Prof. Dr. Jason Mittell

September 2011 to June 2012
Ph.D., Professor for American Studies and Film & Media Culture
Middlebury College, USA

Born 1970 in Boston, USA
Studied Englisch Philology, Theatre Studies, and Cultural and Media Studies in Oberlin (Ohio) and Madison (Wisconsin)



Research Project
Complex Television: The Poetics of Contemporary Television Narrative

Over the past two decades, American television has undergone major transformations in terms of technology, industrial structure, viewer practices, and the rise of new genres like reality programming. One of the most notable impacts of these shifts is the emergence of highly complex and elaborate forms of serial narrative, resulting in a robust period of formal experimentation and risky programming rarely seen in a medium that is typically viewed as formulaic and convention bound. My project during my stay at Lichtenberg-Kolleg is to write a book, Complex Television, offering the first sustained analysis of the poetics of television narrative. Through close analyses of key programs, including The Wire, Lost, The Sopranos, Breaking Bad, Battlestar Galactica, Arrested Development, Buffy the Vampire Slayer, Veronica Mars, The West Wing, and How I Met Your Mother, I trace the emergence of this narrative mode, focusing on issues like viewer comprehension, transmedia storytelling, serial structures, and cultural hierarchies. By applying theories of narratology developed in literary and film studies to the more culturally devalued medium of television, I hope to argue for a vision of television as the most vital and important storytelling medium of our time.
Additionally, my writing process will break new ground within the changing terrain of academic publishing. The book is under contract from New York University Press, and through cooperation with the digital scholarly network MediaCommons, I will be publishing the manuscript online throughout the Winter and Spring, allowing for “pre-publication peer-to-peer review.” Instead of writing the book in isolation and waiting for a print launch years later, the online discussion of the work as it is being written will help develop my ideas and circulate my scholarship broadly and immediately. Additionally, I will be developing a multimedia version of the book to be published for digital platforms at the same time as the print book, taking advantage of digital forms to include moving image materials. The goal is to build a scholarly community around a work-in-progress, develop broader conversations about my research, and explore the expanded possibilities of digital publishing, specifically concerning the audio-visual medium of television. See http://tinyurl.com/complextv for the latest updates.


Selected Publications

Mittell, J. 2010. Television and American Culture.
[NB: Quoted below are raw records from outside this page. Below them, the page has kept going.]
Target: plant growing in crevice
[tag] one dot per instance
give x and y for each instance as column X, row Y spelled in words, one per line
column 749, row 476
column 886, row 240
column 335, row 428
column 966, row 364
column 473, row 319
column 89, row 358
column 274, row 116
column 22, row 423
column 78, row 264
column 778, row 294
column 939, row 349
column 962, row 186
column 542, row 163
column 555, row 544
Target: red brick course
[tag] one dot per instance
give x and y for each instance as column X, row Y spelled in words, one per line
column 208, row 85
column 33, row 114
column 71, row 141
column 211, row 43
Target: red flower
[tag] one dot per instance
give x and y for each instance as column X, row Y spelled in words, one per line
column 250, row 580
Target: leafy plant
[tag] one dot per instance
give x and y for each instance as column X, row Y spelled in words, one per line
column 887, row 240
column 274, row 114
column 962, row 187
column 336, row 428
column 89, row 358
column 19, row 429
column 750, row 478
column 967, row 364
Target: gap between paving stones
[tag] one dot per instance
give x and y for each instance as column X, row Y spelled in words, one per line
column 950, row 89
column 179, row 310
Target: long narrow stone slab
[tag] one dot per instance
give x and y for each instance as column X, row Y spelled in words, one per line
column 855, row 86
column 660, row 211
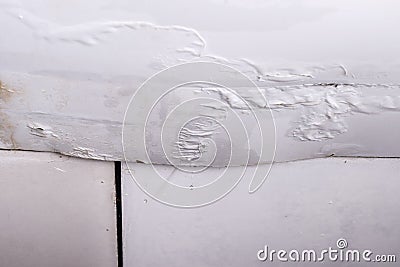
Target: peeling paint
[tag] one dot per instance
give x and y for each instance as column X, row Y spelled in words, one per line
column 41, row 130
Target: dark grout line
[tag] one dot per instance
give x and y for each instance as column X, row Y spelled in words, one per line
column 118, row 204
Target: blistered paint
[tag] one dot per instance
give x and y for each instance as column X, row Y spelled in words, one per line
column 67, row 76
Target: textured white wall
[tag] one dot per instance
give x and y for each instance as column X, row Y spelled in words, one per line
column 303, row 205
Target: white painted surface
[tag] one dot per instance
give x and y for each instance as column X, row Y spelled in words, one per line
column 329, row 69
column 303, row 205
column 56, row 211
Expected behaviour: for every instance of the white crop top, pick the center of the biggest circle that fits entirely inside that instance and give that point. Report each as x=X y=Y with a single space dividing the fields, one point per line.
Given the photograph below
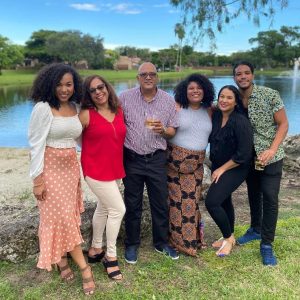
x=45 y=129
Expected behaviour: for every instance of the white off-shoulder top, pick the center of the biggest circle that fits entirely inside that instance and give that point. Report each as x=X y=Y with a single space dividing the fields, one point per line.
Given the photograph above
x=48 y=130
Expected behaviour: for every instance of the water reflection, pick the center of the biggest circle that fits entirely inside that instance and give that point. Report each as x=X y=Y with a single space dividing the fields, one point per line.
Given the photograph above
x=15 y=108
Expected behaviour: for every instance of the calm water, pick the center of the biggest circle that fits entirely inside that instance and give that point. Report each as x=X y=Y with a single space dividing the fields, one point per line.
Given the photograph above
x=15 y=109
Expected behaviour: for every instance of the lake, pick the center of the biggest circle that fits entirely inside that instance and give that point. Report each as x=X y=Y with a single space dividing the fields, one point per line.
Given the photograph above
x=15 y=108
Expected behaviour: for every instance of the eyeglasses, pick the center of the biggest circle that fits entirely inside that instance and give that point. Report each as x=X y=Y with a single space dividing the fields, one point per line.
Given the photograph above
x=150 y=74
x=99 y=87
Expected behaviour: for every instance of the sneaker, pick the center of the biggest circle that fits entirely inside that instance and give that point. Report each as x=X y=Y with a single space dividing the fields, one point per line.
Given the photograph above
x=168 y=251
x=250 y=235
x=268 y=257
x=131 y=254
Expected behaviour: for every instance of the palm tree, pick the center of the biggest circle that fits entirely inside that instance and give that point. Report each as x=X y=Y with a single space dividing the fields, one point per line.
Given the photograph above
x=180 y=33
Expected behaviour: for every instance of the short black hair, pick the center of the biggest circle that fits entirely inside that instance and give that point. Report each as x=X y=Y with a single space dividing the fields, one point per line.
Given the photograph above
x=243 y=63
x=180 y=90
x=238 y=98
x=44 y=85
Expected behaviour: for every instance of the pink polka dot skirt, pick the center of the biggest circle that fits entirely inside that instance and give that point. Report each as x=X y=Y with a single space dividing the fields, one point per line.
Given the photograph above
x=59 y=229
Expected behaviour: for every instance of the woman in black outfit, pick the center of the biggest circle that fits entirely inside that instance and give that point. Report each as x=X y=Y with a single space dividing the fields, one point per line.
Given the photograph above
x=231 y=143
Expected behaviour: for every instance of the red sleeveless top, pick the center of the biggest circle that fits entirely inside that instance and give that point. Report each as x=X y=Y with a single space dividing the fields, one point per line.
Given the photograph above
x=102 y=147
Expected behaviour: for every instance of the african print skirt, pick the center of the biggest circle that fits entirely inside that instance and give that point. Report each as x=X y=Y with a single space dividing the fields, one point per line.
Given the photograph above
x=185 y=174
x=59 y=228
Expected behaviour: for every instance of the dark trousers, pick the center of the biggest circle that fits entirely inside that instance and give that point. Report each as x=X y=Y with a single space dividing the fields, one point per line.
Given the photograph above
x=263 y=189
x=149 y=170
x=218 y=200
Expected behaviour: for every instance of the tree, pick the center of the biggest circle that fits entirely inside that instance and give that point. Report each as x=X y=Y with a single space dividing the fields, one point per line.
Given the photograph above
x=72 y=46
x=10 y=55
x=36 y=46
x=180 y=33
x=206 y=17
x=277 y=47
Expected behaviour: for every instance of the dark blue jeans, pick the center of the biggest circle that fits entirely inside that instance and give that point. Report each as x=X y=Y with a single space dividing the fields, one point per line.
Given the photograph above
x=263 y=189
x=150 y=171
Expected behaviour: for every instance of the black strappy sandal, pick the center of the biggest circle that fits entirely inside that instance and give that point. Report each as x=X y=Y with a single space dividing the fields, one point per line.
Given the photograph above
x=96 y=258
x=109 y=264
x=69 y=276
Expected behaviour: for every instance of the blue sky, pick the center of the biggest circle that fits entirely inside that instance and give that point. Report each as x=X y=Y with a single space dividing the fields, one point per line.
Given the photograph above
x=143 y=24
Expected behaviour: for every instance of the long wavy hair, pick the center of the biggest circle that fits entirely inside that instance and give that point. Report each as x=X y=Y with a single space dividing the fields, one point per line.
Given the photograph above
x=180 y=90
x=48 y=78
x=87 y=101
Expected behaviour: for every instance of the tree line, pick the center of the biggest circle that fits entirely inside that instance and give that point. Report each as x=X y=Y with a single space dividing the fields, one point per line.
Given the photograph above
x=270 y=49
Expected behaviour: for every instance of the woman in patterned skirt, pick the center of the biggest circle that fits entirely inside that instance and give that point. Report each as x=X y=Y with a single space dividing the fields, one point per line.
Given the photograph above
x=53 y=130
x=186 y=153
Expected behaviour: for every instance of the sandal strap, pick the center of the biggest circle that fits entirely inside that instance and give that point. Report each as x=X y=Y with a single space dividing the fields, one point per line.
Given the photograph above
x=87 y=290
x=64 y=268
x=67 y=276
x=85 y=268
x=96 y=258
x=110 y=263
x=87 y=280
x=114 y=274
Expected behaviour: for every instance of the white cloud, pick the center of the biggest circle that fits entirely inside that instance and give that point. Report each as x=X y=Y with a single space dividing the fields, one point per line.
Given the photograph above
x=85 y=6
x=161 y=5
x=125 y=8
x=172 y=11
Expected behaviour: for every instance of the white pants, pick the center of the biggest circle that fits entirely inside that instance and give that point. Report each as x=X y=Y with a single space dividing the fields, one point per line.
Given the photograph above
x=109 y=213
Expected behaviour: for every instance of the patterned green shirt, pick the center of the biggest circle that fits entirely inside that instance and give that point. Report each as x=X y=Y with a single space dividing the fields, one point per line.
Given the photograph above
x=263 y=103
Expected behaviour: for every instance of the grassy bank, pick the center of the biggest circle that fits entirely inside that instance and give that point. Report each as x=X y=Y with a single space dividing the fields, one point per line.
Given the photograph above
x=26 y=77
x=239 y=276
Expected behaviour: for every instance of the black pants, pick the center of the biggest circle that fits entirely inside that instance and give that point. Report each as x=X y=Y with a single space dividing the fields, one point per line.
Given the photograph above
x=149 y=170
x=263 y=189
x=218 y=200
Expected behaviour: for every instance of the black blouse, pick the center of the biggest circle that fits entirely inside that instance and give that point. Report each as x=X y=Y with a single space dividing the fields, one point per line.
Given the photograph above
x=233 y=141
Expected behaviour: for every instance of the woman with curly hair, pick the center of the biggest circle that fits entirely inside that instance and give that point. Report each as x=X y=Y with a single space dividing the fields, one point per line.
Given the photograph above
x=231 y=146
x=186 y=152
x=102 y=164
x=53 y=130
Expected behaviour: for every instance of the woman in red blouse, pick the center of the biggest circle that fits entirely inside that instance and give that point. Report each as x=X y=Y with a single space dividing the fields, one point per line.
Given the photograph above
x=102 y=164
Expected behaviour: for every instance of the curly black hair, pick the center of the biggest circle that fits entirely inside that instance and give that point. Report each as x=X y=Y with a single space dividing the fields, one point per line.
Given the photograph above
x=44 y=85
x=238 y=98
x=87 y=101
x=180 y=90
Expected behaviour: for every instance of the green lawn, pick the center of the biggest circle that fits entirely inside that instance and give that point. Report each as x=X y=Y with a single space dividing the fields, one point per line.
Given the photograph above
x=239 y=276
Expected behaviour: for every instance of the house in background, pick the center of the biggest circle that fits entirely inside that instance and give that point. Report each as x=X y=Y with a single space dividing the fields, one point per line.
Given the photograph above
x=127 y=63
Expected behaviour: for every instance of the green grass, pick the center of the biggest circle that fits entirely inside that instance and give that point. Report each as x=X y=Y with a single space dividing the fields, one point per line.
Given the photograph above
x=239 y=276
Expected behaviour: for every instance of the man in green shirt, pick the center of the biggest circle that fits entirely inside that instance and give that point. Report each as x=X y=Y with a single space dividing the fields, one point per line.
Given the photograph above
x=270 y=125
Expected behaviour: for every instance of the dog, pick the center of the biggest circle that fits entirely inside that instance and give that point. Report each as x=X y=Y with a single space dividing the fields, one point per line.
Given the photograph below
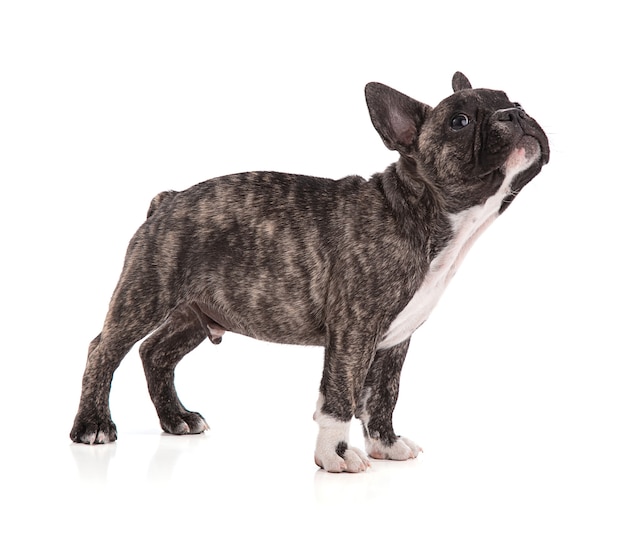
x=353 y=265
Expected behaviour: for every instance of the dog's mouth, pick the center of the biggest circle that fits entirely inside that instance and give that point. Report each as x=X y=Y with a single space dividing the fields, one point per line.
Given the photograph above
x=527 y=152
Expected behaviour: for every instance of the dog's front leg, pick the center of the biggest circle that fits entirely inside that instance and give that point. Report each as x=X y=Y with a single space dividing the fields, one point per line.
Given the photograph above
x=377 y=403
x=345 y=366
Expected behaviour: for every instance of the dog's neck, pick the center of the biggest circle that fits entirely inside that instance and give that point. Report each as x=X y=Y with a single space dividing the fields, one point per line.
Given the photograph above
x=418 y=205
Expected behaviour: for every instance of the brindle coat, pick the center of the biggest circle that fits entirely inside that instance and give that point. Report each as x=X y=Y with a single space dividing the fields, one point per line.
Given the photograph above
x=304 y=260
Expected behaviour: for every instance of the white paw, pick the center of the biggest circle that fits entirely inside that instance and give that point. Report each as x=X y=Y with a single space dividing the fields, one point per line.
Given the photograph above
x=401 y=450
x=353 y=460
x=332 y=452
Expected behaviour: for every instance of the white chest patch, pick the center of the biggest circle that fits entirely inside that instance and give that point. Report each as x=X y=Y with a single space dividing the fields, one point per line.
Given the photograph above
x=467 y=226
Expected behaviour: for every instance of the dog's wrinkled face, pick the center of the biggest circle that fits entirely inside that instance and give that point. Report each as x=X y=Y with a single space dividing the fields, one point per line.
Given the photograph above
x=465 y=145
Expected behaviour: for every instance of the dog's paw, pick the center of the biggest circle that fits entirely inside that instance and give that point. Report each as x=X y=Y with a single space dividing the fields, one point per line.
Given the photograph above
x=343 y=459
x=185 y=424
x=401 y=450
x=98 y=432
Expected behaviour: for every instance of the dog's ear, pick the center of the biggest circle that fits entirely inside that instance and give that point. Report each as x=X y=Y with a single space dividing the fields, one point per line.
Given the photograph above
x=460 y=82
x=396 y=117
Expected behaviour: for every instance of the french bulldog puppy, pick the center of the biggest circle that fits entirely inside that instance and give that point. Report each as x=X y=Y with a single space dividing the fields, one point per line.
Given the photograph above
x=353 y=265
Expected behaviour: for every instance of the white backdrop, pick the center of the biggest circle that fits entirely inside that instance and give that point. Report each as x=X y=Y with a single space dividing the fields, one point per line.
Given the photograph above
x=515 y=386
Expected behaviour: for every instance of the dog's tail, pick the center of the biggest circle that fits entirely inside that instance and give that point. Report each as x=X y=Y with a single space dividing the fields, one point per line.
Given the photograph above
x=162 y=198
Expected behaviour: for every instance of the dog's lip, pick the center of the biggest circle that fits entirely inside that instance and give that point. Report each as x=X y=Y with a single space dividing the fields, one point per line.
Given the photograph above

New York (u. a.): Oxford University Press.

Mittell, J. 2004. Genre and Television: From Cop Shows to Cartoons in American Culture. New York (u. a.): Routledge.

Mittell, J. 2010. «Previously On: Prime Time Serials and the Mechanics of Memory» in M. Grishakova and M.-L. Ryan (eds.): Intermediality and Storytelling. Berlin (u. a.): De Gruyter, pp. 78-98.

Mittell, J. 2009. «All in the Game: The Wire, Serial Storytelling and Procedural Logic» in N. Wardrip-Fruin & P. Harrigan (eds.): Third Person: Authoring and Exploring Vast Narratives. Cambridge, Mass.: MIT Press, pp. 429-38.